The bride retired to change her dress for a traveling suit of navy blue poplin, with hat and feather to match, and a cashmere wrap. Then came the leave-taking, and the jubilant bridegroom handed his bride into the elegant carriage, while his best man, Clarence, gave the last order.
"To the railway station."
This was the final farewell, for Mr. Fabian had asked as a particular favor that no one of the wedding party should attend them to the depot. Their luggage had been sent on hours before, in charge of the maid and the valet. Half an hour's drive brought them to the station in time to catch the 3:30 train East.
"At last, at last I have you away from all those people and all to myself!" exulted Fabian, as he seated his wife in the corner of the car, and turned the opposite seat that they might have no near fellow passenger. For as yet palace cars were not.
The maid and valet were seated on the opposite side of the car.
The train started.
The speed was swift, yet seemed slow. It was the way train they were on, and it stopped at every little station.
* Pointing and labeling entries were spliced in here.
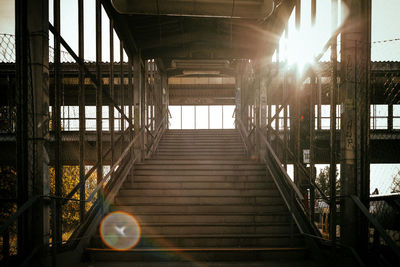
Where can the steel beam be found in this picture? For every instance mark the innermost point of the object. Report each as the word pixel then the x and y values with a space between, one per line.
pixel 223 8
pixel 112 94
pixel 137 100
pixel 332 143
pixel 99 96
pixel 32 70
pixel 355 71
pixel 56 123
pixel 82 119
They could not have got an express before midnight, and that would have been perilous to their chance of catching the steamer on which their passage to Europe was engaged.
The journey was made without events until about sunset, when the train reached the little mountain station of Edenheights, where it stopped twenty minutes for refreshments.
"What a lovely scene!" said the bride, looking down from the window on her left, into the depths of a small valley lighted up by the last rays of the setting sun streaming through the opening between two wooded hills.
"Yes, dear, lovely, if I can think anything lovely besides yourself," he replied.